What is a Time Zone Converter?
A time zone converter helps you figure out what time it is (or will be) in different parts of the world. It's essential for scheduling international meetings, coordinating with remote teams, or planning calls with friends and family abroad.
The world has over 24 time zones (it's complicated—some are 30 or 45 minutes offset).

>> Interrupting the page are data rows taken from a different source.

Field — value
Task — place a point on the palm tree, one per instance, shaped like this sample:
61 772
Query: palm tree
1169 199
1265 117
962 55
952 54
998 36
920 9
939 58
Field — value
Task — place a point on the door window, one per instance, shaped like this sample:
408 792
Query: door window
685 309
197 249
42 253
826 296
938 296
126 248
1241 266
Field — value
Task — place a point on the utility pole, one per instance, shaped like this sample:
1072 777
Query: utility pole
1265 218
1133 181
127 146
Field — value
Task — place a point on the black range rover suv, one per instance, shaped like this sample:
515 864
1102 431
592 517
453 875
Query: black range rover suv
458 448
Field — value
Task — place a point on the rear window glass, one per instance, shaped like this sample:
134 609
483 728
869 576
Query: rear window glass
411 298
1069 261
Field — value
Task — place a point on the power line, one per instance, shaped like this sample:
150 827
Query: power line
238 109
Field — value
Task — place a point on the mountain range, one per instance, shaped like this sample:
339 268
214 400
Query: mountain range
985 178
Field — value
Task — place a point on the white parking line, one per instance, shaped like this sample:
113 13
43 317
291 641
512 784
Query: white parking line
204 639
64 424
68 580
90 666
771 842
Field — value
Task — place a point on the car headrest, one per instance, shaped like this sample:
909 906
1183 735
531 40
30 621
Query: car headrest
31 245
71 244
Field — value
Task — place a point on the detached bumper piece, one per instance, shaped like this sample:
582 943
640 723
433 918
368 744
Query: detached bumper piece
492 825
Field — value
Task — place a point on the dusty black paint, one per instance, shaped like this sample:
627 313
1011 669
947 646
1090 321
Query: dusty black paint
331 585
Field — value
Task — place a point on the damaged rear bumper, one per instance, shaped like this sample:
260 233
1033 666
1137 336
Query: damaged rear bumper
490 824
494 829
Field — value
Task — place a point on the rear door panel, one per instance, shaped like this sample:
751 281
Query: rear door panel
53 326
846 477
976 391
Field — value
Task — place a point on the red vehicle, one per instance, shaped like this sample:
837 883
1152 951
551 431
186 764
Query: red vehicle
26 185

This tool shows you how times align across multiple zones at once, so you can find times that work for everyone.
Meeting Scheduling
Find times that work for teams across multiple time zones
All Major Zones
Covers cities and zones worldwide including DST
24-Hour Visual Grid
See a full day's hours aligned across zones
Business Hours Overlap
Instantly see which hours are reasonable in all locations
Common time zone challenges this solves:
- Remote work — Coordinating with colleagues in SF, London, and Singapore
- International calls — Finding a reasonable time to call family abroad
- Live events — Converting event times for webinars, sports, streams
- Travel planning — Understanding arrival times after long-haul flights
- Stock markets — Knowing when NYSE, LSE, or Asian markets open
UTC Offsets and DST Dates for Popular Cities
Every zone in the grid is stored as an offset from UTC. The tricky part is that many places switch offset twice a year for daylight saving. The table below lists the standard (winter) offset, the summer offset, and the exact switch dates so you can tell which one is active on the day you care about.
| City | Standard | DST | DST period |
|---|---|---|---|
| Los Angeles / SF | UTC-8 | UTC-7 | 2nd Sun Mar - 1st Sun Nov |
| New York | UTC-5 | UTC-4 | 2nd Sun Mar - 1st Sun Nov |
| London | UTC+0 | UTC+1 | Last Sun Mar - Last Sun Oct |
| Berlin / Paris | UTC+1 | UTC+2 | Last Sun Mar - Last Sun Oct |
| Dubai | UTC+4 | none | No DST |
| Bangalore / Mumbai | UTC+5:30 | none | No DST |
| Singapore | UTC+8 | none | No DST |
| Beijing / Shanghai | UTC+8 | none | No DST |
| Tokyo | UTC+9 | none | No DST |
| Sydney | UTC+10 | UTC+11 | 1st Sun Oct - 1st Sun Apr |
Worked example: a 3-way standup across three continents
Say your team sits in San Francisco (UTC-8 in winter), Berlin (UTC+1), and Bangalore (UTC+5:30). Berlin runs 9 hours ahead of San Francisco, so 8:00 AM in SF is 5:00 PM in Berlin. Bangalore is 13.5 hours ahead, so the same moment is 9:30 PM there. That single 8 AM slot lands at end-of-day for Berlin and bedtime for Bangalore.
Slide the window earlier and it gets worse for Bangalore; slide it later and Berlin is offline. The least painful overlap is roughly 7 to 9 AM San Francisco time, which is 4 to 6 PM in Berlin (still inside the workday) and 8:30 to 10:30 PM in Bangalore (late, but awake). With a 13.5 hour spread there is no window that is comfortable for all three, so someone always compromises.
Conversions people search for most
- EST to IST — add 10:30 in winter, or 9:30 while New York is on EDT. 9:00 AM in New York is 7:30 PM in Bangalore.
- PST to GMT — add 8 hours. 10:00 AM in San Francisco is 6:00 PM in London.
- EST to CET — add 6 hours. 8:00 AM in New York is 2:00 PM in Berlin.
- GMT to AEST — add 10 hours. 9:00 AM in London is 7:00 PM in Sydney.
Daylight saving gotchas
The US and EU do not switch on the same weekend. US clocks spring forward on the second Sunday of March, but the EU waits until the last Sunday. For those two or three weeks, New York has already moved to EDT (UTC-4) while London is still on GMT, so the gap is 4 hours instead of the usual 5. The reverse happens in autumn, when Europe falls back a week before the US does. The Southern Hemisphere flips the whole calendar: Sydney observes DST from October to April, so it is on summer time exactly when the north is on winter time.